At the other end of the line the phone was hung up abruptly. Elizabeth held the receiver numbly before replacing it in its cradle. Just then, Mr. Price came in. “Time to get to work, Elizabeth,” he said.
Without a word, Elizabeth opened the ticket window and sat down on the high stool in front of it. She startled as the phone rang. Aunt Harriet? She picked the receiver up. “Hello? …Yes, I can give you six tickets for tonight … I could give you better locations if I have you three and three … They'd be right behind each other … Good, I'll reserve them for you. In whose name, please? … They'll be at the box office. They should be picked up by seven forty-five … Thank you very much.”
Ditta came up to the window and leaned in toward Elizabeth. “Listen, Liz, do me a favor, will you? Seven of my kids from school are here on vacation and they want to see the show tonight. Can you give me some tickets?”
Elizabeth jerked her head slightly to indicate J. P. Price sitting
at his desk behind her in the office. “What do you mean, give?”
“Oh, they'll pay for them. I mean, I know this is Saturday night and everything. Can you squeeze them in?”
“If they don't mind being divided up.”
“Oh, sure, anything'll be fine. Leave the tickets in my name, okay?”
“Okay,” Elizabeth said. “Will do.” She bent over the seating chart.
Ditta was looking at her probingly, in a way in which she might look at one of her students. “What's the matter?”
Elizabeth's voice was strained. “Nothing.”
“You aren't your usual radiant self. I can tell something's wrong.”
Again Elizabeth indicated Mr. Price. “I can't talk about it now,” she whispered. “Are classes over?” she asked in her regular voice.
“All but voice. I reneged on that. No use trying to do anything with my voice. I'm tone-deaf. Rehearsal this afternoon?”
“Three till six. Will you be there?”
“Well, my students are here, so I'll have to miss it today. But actually I think I'm learning more from those rehearsals you kids thought up than I am from Huntley Haskell's classes. He's good when he bothers to be, but most of the time it seems to me he doesn't bother. Are you liking it here this summer?”
“I adore it,” Elizabeth said, and tears welled up in her eyes.
Ditta looked at her sharply again, saying, “I don't think I picked such a hot place to sink my money in this summer. Most of what I am learning I wouldn't dare to teach my kids at
school. I was at a marvelous theatre last summer but I thought it would do me good to try a different place this year. Next year I'd like to try a place that doesn't use the star system.
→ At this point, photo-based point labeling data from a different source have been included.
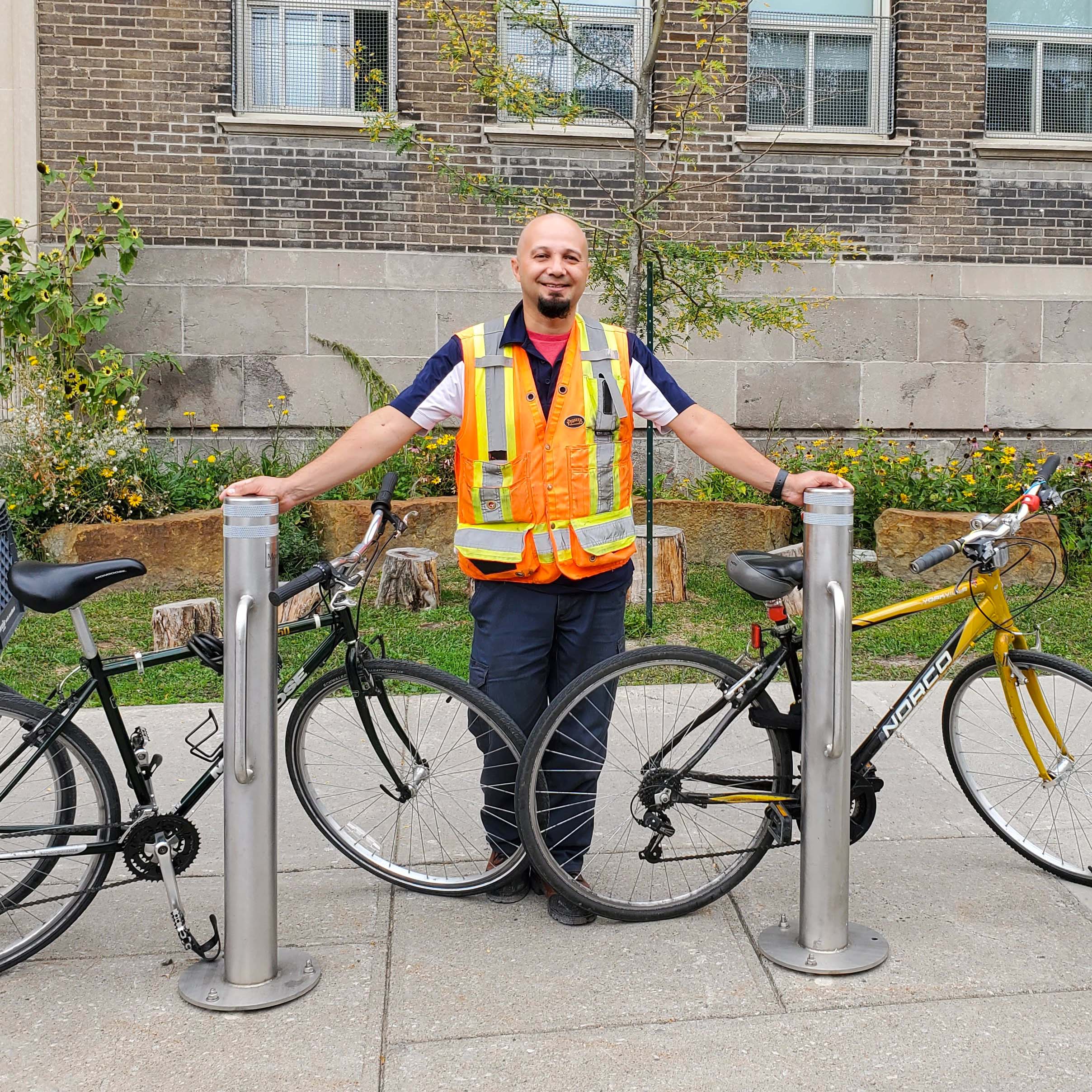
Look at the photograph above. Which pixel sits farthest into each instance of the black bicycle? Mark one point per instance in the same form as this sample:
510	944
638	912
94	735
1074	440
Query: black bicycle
385	755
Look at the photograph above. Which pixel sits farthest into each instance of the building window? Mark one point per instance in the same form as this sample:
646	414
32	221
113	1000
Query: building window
1039	68
820	66
315	56
605	45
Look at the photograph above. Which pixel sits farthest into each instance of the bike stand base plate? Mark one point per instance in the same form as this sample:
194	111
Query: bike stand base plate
205	985
866	949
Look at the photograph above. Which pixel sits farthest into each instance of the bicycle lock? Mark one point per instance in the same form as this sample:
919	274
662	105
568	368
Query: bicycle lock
824	941
254	972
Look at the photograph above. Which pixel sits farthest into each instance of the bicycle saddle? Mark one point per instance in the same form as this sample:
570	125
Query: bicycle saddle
766	576
49	588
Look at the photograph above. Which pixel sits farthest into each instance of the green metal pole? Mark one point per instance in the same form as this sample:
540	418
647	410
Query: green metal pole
649	478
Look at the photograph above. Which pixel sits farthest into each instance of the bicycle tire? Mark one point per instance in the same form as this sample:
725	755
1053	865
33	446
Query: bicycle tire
380	862
996	802
532	809
74	742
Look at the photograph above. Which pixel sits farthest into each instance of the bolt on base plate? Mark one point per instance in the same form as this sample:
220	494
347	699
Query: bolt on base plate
780	944
203	984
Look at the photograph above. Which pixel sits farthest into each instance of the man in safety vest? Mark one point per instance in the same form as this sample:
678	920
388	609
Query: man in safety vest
544	476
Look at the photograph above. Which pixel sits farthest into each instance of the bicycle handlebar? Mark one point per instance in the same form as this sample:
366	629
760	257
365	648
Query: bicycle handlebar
935	556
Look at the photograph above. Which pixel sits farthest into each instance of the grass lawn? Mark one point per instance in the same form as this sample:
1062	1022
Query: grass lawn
717	616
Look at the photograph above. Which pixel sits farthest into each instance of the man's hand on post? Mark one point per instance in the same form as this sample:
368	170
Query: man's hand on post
263	486
795	484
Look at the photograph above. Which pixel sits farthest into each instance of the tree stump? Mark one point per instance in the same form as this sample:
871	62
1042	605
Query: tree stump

It isn't enough to have the stars rehearse only one day with the professional company. I swear my high school kids have given more creditable performances than some of the stars I've seen here this summer.”
“Valborg Andersen's been here all week rehearsing,” Elizabeth reminded Ditta, her tears now under control.
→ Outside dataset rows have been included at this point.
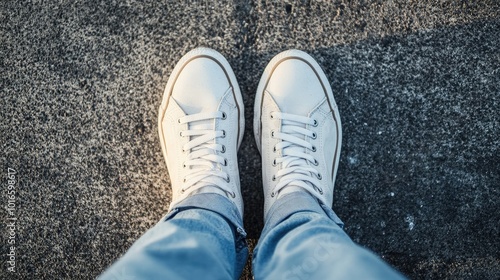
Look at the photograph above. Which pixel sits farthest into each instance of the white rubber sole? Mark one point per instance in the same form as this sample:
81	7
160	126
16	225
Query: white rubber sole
193	54
297	54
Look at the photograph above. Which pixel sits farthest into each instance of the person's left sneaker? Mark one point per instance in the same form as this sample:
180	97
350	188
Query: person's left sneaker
201	125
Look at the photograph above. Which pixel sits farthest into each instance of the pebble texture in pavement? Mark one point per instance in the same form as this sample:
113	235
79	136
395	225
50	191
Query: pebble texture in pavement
417	84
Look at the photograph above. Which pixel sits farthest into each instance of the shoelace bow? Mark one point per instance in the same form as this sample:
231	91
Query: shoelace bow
203	157
297	166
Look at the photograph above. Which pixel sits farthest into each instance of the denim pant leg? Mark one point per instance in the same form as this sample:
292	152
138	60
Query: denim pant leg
311	244
202	238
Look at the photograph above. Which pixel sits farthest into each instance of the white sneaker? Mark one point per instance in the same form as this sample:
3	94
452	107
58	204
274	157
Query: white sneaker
297	129
201	123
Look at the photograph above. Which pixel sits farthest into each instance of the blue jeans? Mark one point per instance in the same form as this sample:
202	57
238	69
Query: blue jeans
203	238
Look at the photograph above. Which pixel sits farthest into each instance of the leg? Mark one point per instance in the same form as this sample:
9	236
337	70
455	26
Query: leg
201	124
298	131
307	242
194	241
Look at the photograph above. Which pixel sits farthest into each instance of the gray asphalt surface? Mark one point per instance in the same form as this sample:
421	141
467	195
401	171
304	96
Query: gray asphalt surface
417	84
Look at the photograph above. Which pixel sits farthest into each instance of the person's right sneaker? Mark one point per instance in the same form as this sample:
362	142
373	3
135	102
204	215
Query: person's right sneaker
297	129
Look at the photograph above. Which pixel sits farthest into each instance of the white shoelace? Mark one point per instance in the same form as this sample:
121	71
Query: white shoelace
297	166
203	158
Ditta nodded. “Well, she's the exception so far. Maybe we'll be given a great show Monday night,” she said. “You've got some more customers. I'd better get going. See you at lunch.”
“Right.”
 
Elizabeth was leaning her head rather wearily against her hand when Ben came up to the window.
“Hi, Liz,” he said. “What's wrong?”
She looked up at him in surprise. “How do you know anything's wrong? Not getting psychic, are you?”